A Media Golden Age?
Adapting for today
When I was young, seemingly every tiny town and big city had at least one newspaper, and those newspapers were often hyper local focused.
My high school years were spent in a really small place, but we had a newspaper. And I was in that newspaper quite a bit in those years. Not as much as those who were exceptional at sports, but lots nevertheless.
I’m just an example though, like countless millions of other high school kids at that time.
And people trusted newspapers then. Really trusted them. When my High School graduation came around, the newspaper listed all the kids in my graduating class. They forgot me. Having read that, my mother, at least for a time, was absolutely convinced that I was not graduating, despite my assurance to her that I was, and the school’s assurance to her that I was.
People don’t much trust the media anymore. That’s probably a good thing.
You know who else was in the newspaper?
The Kiwanis, the Eagles, the Rotary, the Chamber, and yep, the Masonic Lodge.
Time changes. Most people, in most places stopped reading newspapers, and newspapers died all across the country.
As an adult, when I first started working to get people elected to political office, newspapers were extremely important. One could live or die by the press coverage, by the Editorial Board.
By the time I stopped doing that sort of work a few years ago, newspapers had lost all of their power. There was absolutely no point in trying to court them, for no one was reading what they wrote anyway.
Media has changed radically, in a very short time.
Television news, newspapers, even the 24/7 news cable channels, don’t command much at all anymore. The stuff we knew is largely dead.
But that doesn’t mean that media is dead.
It simply means that media has radically changed. Successful media is online first, not infrequently online only. The formats it takes are much different than the formats of the past. But it remains, thrives even.
Today it is very rare to see a Masonic Lodge in a newspaper for a positive reason. Very rare to see a Lodge on TV News. It happens, but not often. When it does happen, the impact isn’t all that great, for people have moved away from these traditional formats in droves.
Yet still, as a Craft, a need to get our message and information out does remain.
So, how do we do it?
How can our Lodge, indeed how can we as individual Masons, get our message out in this new media environment?
It can, I think, be argued that we are in a Golden Age for media. How can we make it work for Freemasonry?
I’m hopeful we can discuss that here.
Let’s chat about it in the comments below…


By finding platforms like Substack, that are not algorithm driven, or are less driven, I believe we can get our messages out to a larger group of people than by using Facebook or like places. We can reach as many or more readers in a simpler way. The key to sharing our messages though is the same everywhere, we have to be dedicated to sharing.
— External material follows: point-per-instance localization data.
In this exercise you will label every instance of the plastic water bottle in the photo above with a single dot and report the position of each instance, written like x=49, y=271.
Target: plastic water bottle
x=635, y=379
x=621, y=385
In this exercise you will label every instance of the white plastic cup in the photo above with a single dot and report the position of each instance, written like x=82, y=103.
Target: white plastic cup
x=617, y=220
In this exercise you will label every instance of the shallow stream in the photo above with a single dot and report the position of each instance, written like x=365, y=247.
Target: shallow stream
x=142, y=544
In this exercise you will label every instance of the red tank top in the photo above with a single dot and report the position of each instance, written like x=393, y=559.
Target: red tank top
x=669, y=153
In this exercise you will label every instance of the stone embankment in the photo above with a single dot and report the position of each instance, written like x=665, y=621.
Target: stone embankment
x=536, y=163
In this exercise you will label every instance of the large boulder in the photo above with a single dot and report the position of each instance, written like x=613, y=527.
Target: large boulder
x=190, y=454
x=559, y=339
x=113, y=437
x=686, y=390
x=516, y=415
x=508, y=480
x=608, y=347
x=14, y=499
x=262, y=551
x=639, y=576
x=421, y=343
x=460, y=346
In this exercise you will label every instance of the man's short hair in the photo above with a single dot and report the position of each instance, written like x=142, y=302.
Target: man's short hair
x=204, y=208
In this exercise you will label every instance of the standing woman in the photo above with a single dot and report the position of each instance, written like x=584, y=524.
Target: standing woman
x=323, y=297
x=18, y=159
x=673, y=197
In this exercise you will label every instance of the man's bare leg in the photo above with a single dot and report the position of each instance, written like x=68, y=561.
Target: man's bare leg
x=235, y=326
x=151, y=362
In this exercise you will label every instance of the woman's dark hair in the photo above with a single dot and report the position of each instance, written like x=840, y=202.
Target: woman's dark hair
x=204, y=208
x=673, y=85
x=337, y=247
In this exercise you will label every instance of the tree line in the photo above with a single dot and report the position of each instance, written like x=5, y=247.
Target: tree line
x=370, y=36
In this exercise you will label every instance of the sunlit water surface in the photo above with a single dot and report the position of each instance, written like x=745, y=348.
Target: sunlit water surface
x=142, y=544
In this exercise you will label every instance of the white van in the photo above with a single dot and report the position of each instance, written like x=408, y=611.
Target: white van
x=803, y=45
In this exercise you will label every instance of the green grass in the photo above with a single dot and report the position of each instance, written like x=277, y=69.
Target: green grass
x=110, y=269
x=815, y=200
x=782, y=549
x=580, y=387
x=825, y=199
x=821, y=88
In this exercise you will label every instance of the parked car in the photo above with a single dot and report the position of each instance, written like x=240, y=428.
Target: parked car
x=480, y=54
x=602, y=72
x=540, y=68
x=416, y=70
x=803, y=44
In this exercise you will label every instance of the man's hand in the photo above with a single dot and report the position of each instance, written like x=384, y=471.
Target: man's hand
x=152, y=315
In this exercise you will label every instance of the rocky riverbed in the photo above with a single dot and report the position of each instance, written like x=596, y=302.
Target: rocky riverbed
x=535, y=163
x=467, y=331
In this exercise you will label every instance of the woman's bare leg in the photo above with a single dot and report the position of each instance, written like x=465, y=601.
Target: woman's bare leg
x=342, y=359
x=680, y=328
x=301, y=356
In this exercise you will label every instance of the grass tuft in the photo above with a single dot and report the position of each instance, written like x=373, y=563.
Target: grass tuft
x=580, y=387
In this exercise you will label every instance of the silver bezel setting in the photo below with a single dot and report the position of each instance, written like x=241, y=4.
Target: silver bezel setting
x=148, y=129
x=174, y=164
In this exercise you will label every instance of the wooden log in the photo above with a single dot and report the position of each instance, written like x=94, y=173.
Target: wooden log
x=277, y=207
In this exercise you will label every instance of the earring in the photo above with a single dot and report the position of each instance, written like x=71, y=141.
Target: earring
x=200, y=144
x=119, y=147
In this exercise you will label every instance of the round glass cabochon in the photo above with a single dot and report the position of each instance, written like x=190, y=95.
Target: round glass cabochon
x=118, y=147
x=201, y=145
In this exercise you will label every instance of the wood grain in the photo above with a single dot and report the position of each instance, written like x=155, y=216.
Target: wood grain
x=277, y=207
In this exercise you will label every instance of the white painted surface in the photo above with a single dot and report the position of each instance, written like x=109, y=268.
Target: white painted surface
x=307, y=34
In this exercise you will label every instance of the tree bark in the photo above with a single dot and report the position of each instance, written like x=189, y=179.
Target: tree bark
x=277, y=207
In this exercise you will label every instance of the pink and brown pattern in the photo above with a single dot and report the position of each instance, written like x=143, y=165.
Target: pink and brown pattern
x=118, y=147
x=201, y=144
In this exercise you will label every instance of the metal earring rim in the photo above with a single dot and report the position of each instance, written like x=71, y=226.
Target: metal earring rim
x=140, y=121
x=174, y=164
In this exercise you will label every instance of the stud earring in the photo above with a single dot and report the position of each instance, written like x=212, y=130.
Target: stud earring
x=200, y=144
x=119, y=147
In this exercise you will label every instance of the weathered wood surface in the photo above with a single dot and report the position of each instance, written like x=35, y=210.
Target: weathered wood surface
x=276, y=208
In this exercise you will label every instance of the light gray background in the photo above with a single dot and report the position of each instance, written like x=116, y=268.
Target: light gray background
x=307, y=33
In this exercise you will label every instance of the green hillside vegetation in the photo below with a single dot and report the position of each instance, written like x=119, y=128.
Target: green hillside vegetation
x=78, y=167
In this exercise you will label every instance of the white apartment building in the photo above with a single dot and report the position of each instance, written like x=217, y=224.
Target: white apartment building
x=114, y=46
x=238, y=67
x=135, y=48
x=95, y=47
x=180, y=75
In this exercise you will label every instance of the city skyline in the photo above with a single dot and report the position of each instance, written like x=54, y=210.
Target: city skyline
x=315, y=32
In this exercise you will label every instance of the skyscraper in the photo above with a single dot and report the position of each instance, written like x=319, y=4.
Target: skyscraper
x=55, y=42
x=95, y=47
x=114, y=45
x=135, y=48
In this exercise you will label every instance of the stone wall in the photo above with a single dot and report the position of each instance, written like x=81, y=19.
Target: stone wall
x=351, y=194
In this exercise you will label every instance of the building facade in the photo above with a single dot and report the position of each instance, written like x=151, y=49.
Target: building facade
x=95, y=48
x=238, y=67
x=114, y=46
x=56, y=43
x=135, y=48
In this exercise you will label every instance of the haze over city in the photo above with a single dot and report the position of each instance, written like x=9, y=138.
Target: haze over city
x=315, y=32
Technology fails as impressive as it looks these days looming, glittering with AI and towering over a digital mental landscape, but the first nation to deploy a truly military approach with an EMP is going to theoretically render all of that completely meaningless, all that billions of tech undone with one zap. But people have mouths and people have ears and if all that global connection was undone, still people would talk about things. If you’re feeling a bit like a Luddite, and you’re tired of the electronic mirror in front of you endlessly sending out streams of information like ironically I am doing now, you can always engage a conversation with someone and suddenly get that delicious biological rush where the human is talking to the human and meaning begins to matter.
It’s great that everybody can express themselves electronically and I can talk to someone anywhere in the world (depending on their government,) but we are heard (har har)animals and that’s what we like, where our empirical biological senses are bouncing sound waves back at us from vocal cords and skin is vibrating from the clasp of a handshake and nerve endings are sending complex streams of information from simple contact, allowing those delicious neurotransmitters to dump their dopamine into our systems from the greatest computer of all, the human brain. Technology has its place but human beings like any building always go back to the temple or building foundation, the basics, the baseline.
It’s good that we can reach out electronically, but I think it’s even more important in order to revitalise the human that is inside the theoretical human mobile mast, the inner man needs to become the outer man, especially the kids these days they need to reconnect and learn how to have actual conversations without typing and lowering their head without making organic eye contact. No wonder so many kids are nervous and scared because they don’t understand social interactions these days and we need to make an effort to show value in organic connection.
Those conversations which also might go a long way to having these youngsters realise the value of feeling confidence and carrying on an esoteric tradition like our noble craft, which ultimately seeks to make good men better. Reigniting the flame of human creativity can be something you do electronically, but organically you connect with people on a deeper level and you spread the fire of your message to the kindling of eager ears. Technology is great and has its place but it must not become wrecknology.